Watching 7:30 Report tonight I was absolutely shocked to see an article about this issue and also this one, both of which highlight banking practices I thought were long since dead.


What I found even more shocking was the involvement of the National Australia Bank, Australia’s leading private banking institution, and one which certainly ought to know better. In 1989 the NAB suffered a loss of over $300,000 through unconscionable conduct concerning the taking of Guarantees from third party mortgagors to debts in the name of another party. The case is known as GARCIA -v- NATIONAL AUSTRALIA BANK LTD. The circumstances were identical to the two cases noted above and I distinctly recall the issue creating reverberations through the finance industry which virtually created a secondary industry feeding the pockets of solicitors advising borrowers on the implications of Guarantee securities. No bank officer worth his credit reputation would simply drop a Guarantee document in front of a borrower or mortgagor without uttering the caveat statement, “You are perfectly at liberty to take these documents to your legal representative and have their import explained to you before signing. In fact, we recommend that you do so, as the Bank and its staff are not qualified to offer such advice.” Maybe not as verbose, but words to that effect were regarded as du rigour, in fact required by various institutions lending policies following the case.

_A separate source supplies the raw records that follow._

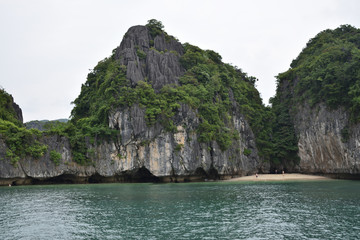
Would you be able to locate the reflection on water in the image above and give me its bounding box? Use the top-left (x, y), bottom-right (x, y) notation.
top-left (0, 181), bottom-right (360, 239)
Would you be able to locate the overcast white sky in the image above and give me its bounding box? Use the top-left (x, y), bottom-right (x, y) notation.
top-left (0, 0), bottom-right (360, 122)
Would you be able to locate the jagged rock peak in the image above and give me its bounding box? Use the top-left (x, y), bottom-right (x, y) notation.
top-left (115, 21), bottom-right (184, 91)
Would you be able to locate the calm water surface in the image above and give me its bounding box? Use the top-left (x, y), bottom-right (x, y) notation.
top-left (0, 180), bottom-right (360, 239)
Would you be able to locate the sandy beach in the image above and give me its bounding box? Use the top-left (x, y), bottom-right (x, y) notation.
top-left (225, 173), bottom-right (331, 181)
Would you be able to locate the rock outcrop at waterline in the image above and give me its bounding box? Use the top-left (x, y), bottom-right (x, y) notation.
top-left (0, 22), bottom-right (269, 185)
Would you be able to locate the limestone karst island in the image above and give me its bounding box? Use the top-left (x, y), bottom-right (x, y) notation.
top-left (0, 19), bottom-right (360, 185)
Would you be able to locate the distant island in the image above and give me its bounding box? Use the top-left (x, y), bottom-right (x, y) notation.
top-left (0, 19), bottom-right (360, 185)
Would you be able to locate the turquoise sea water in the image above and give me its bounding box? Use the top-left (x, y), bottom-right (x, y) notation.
top-left (0, 180), bottom-right (360, 239)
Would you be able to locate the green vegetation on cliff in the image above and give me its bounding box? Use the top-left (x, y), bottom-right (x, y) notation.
top-left (271, 25), bottom-right (360, 167)
top-left (0, 89), bottom-right (47, 166)
top-left (278, 25), bottom-right (360, 121)
top-left (68, 20), bottom-right (271, 157)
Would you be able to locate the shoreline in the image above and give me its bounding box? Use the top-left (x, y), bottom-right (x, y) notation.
top-left (224, 173), bottom-right (333, 182)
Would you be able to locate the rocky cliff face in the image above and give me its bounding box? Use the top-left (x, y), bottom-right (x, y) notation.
top-left (294, 104), bottom-right (360, 175)
top-left (116, 26), bottom-right (184, 91)
top-left (0, 26), bottom-right (269, 185)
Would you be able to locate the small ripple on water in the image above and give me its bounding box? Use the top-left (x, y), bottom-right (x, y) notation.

Once the caveat offer for the borrowers and guarantors to have the Guarantee documents explained to them by their own legal representative, presuming they declined and simply wanted to sign up and leave, the bank officer was required to complete a diary note of the meeting, detailing all that was said, the borrowers/guarantors reactions and what transpired. Said diary note was then appended to the customer file as a permanent record.
Clearly, in the ten-odd years since I left retail banking, standards have slipped back into the bad old ways. I found myself scoffing at a report on AM this morning laying the blame for the acceleration of personal debt levels in this country at the feet of shoddy lending practices of bank and non-bank lenders. Perhaps I scoffed too soon. Perhaps, with shrinking staffing levels in the finance industry over the last ten to fifteen years, it’s not just the physical people who are no longer around. Judging by this unconscionable return to the bad old days of the eighties, the industry has lost knowledge and experience as well as the people. I think it’s disgraceful and disgusting. Lending is a professional undertaking to be engaged in by knowledgeable, authoritative and responsible people, not process driven, book-learnt box-tickers.
If standards have slipped this much, I’d strongly recommend that borrowers adopt a very wary and personally prudent attitude to signing anything dropped in front of them by a supposed lender or lender’s representative. Take everything to your solicitor to be signed, people. Clearly, the necessary experience and responsibility just doesn’t exist in the Banks any more.